Last season wasn’t the season it could have been for me. For large parts the football on offer was uninspiring and by the time Steve Bruce had turned things around, my disinterest had gone too far, I needed a breather, and for the first time in a while I was looking forward to the summer break.
Now, anyone who knows me will tell you that I’m not one of those, tear your ticket up, ‘not coming again types’, I’ve not fallen out of love with the club or football and, although I do feel pushed out and uncared for, as I’ve said already, I’m not quite ready to bite back.
In fact after a bit of a rest, buoyed by the fayre on show in Austria and Switzerland and with the faint whiff of wintergreen in the air the juices are flowing again. So what’s going on?
Mostly it’s a financial decision, I’ve not got a spare £250 knocking about, I’ve used my yearly bonus, to get my ticket for the past few years but that’s not happening this year for one reason or another. The thing is I only realised that after the deadline had passed for direct debit payments.
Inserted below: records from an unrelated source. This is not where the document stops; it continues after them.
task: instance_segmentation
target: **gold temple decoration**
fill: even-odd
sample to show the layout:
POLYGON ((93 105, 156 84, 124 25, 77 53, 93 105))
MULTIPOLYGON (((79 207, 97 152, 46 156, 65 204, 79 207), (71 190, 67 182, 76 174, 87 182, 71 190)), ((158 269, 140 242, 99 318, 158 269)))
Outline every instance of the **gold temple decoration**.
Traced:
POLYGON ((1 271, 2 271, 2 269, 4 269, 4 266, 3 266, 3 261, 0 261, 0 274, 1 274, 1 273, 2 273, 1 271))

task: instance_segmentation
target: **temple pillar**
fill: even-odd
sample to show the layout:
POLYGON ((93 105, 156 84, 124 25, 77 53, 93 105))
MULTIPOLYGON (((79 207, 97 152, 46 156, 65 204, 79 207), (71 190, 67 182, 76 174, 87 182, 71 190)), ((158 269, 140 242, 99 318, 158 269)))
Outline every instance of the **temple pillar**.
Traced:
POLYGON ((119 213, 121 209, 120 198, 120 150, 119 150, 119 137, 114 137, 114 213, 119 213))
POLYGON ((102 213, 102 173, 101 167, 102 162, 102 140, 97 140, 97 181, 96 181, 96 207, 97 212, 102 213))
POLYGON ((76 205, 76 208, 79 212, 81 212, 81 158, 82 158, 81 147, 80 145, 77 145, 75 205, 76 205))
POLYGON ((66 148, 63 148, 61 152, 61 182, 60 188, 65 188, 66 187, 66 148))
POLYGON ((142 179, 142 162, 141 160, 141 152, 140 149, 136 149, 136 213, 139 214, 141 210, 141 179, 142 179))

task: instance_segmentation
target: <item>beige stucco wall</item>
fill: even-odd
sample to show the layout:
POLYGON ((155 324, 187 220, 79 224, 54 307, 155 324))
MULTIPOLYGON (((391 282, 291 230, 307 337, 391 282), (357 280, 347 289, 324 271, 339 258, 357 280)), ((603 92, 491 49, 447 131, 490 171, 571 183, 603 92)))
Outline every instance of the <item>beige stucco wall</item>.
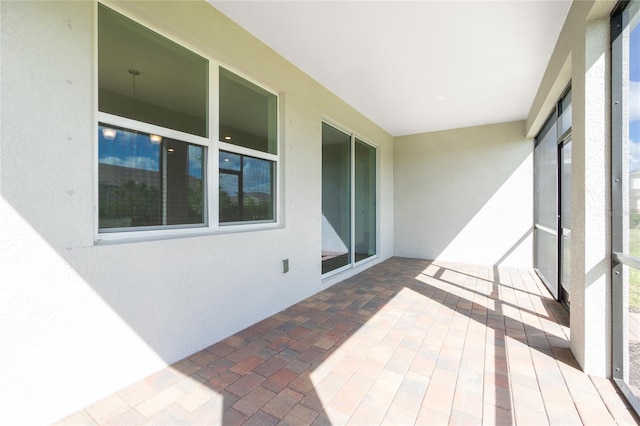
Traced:
POLYGON ((393 253, 389 134, 205 2, 115 5, 279 92, 284 220, 96 245, 96 4, 1 2, 6 424, 55 421, 356 272, 321 279, 323 117, 378 145, 378 260, 393 253))
POLYGON ((532 266, 524 121, 404 136, 394 152, 396 255, 532 266))
POLYGON ((572 84, 571 350, 585 372, 611 375, 609 14, 573 2, 527 119, 535 135, 572 84))

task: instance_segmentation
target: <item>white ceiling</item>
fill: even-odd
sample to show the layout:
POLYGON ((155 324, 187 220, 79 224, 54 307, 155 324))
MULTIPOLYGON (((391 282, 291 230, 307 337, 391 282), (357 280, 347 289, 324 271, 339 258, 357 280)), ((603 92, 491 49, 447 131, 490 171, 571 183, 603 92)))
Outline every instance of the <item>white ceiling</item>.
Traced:
POLYGON ((209 1, 393 136, 525 119, 571 5, 209 1))

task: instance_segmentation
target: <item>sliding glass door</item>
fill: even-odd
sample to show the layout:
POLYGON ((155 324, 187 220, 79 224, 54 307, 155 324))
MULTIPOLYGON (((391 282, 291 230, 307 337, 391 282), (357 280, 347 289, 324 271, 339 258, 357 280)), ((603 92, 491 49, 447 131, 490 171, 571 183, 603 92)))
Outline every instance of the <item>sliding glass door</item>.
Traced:
POLYGON ((571 90, 536 137, 535 268, 554 298, 569 305, 571 278, 571 90))
POLYGON ((612 30, 613 378, 640 411, 640 2, 617 10, 612 30))
POLYGON ((558 138, 555 114, 536 138, 535 267, 553 297, 558 297, 558 138))
POLYGON ((377 252, 376 149, 322 124, 322 273, 377 252))

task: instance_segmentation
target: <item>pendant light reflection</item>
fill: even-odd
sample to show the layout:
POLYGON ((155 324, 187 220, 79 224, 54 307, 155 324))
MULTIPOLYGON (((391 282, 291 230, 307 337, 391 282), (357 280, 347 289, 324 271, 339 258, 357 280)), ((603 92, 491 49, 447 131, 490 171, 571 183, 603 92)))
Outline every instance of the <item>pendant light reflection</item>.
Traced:
POLYGON ((110 127, 102 128, 102 136, 104 136, 104 138, 108 141, 114 140, 117 134, 118 134, 118 131, 116 129, 112 129, 110 127))

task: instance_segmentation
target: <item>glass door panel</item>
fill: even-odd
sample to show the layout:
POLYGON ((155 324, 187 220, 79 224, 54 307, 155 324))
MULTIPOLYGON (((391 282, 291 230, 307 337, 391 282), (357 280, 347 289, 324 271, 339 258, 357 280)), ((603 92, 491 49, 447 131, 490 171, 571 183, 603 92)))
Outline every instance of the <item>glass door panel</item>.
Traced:
POLYGON ((351 263, 351 136, 322 125, 322 273, 351 263))
POLYGON ((640 2, 612 18, 613 378, 640 412, 640 2))
POLYGON ((376 150, 356 139, 355 261, 376 254, 376 150))
POLYGON ((558 145, 557 125, 543 130, 534 149, 535 267, 545 285, 558 297, 558 145))
MULTIPOLYGON (((563 114, 564 115, 564 114, 563 114)), ((570 304, 571 293, 571 139, 560 148, 560 289, 570 304)))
I was a bit miffed for a couple of days, but then something occurred to me. Not only would the direct debit payments (in the months that you pay them) cost me more than it would on a game to game basis, it would take away a fair chunk of my disposable income.
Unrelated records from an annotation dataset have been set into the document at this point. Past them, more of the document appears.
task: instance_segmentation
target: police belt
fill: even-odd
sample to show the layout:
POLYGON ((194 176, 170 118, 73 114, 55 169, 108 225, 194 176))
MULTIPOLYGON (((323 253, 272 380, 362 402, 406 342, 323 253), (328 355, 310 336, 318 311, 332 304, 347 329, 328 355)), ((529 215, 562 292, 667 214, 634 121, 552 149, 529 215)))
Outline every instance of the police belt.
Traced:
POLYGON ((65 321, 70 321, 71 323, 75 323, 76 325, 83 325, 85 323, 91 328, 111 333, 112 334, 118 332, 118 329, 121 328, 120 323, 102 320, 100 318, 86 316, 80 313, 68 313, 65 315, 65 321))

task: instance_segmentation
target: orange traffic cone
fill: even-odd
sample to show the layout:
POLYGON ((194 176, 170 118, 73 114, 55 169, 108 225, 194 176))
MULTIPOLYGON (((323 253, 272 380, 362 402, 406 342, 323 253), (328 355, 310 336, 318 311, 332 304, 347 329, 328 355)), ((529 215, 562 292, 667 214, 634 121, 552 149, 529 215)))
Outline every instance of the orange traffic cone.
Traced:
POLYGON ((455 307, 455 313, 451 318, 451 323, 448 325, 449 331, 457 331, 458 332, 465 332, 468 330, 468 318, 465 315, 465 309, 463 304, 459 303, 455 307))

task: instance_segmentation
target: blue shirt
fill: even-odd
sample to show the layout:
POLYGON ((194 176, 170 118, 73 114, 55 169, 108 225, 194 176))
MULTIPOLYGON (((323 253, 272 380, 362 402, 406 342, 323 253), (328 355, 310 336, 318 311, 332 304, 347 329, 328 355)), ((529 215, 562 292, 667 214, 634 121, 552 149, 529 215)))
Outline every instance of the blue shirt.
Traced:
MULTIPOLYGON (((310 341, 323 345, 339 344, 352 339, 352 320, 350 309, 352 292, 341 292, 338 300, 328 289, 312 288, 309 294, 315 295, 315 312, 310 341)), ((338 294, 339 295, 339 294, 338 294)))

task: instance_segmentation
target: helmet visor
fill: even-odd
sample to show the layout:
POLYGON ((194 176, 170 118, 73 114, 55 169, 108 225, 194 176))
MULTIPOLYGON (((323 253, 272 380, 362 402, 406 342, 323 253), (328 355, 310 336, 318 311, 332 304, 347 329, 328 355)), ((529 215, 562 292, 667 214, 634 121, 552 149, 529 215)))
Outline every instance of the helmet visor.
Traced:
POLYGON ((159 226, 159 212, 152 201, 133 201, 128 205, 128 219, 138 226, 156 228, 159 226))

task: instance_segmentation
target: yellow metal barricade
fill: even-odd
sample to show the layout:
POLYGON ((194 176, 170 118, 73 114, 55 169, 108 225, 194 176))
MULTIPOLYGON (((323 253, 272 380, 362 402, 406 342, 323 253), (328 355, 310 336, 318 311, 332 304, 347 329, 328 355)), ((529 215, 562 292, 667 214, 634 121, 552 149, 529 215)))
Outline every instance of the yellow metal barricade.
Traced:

On top of that, in the last few years, I’ve only been to a couple of cup games and my appearances away from the JJB have been steadily reducing. Last season I didn’t go to a single away game. Whilst the thought of a guaranteed seat at every home game is comforting, I’m coming around to the thought that it’s not worth it if it means that you miss the better days out of the year.
Given the choice between Latics and Fulham at our place, or a trip down south and a day on the banks of the Thames (with the return match thrown in), it’s a no brainer. The strange thing is that I’ve deliberately denied myself that choice by getting a season ticket.
That’s not so much of a money thing as it is to do with time. With a young set of perms knocking about, I just can’t be spending most Saturdays out of the house and the corresponding Sundays slumped in a hungover mess.
Ask me now and I’ll tell you that I’m fairly sure I mean what I’m saying, that there’s no way that I’m trying to make the situation sound better than it is, either to you or myself. I’m not getting a season ticket, and I’m happy, well… ok about it, but there is that little niggle in the back of my head.
The interesting thing will be to look back on this in May and see whether this was all bluff and bluster. There’s a fair chance that, in the absence of a season ticket, I’ll miss more games than I really want to, and there are no guarantees that I’ll be reporting on the standards of railway station breakfasts.
Plus there’s every chance that I’ll fail before that, there’s still a couple of days to go until payday, and whilst I know the sums don’t add up on paper, it’s amazing how far you think it can go when it’s in your hands. Come the weekend you could well find me doing panic calculations and robbing Peter to pay Uncle Dave.
So if I started writing with a cocky old swagger, it disappeared pretty quickly. The image in my head has quickly changed to someone scrambling to stop sliding down a muddy bank, in no control whatsoever and getting further away from where I was trying to get in the first place. It’s quite obviously time to stop, have a brew and get the train timetables out.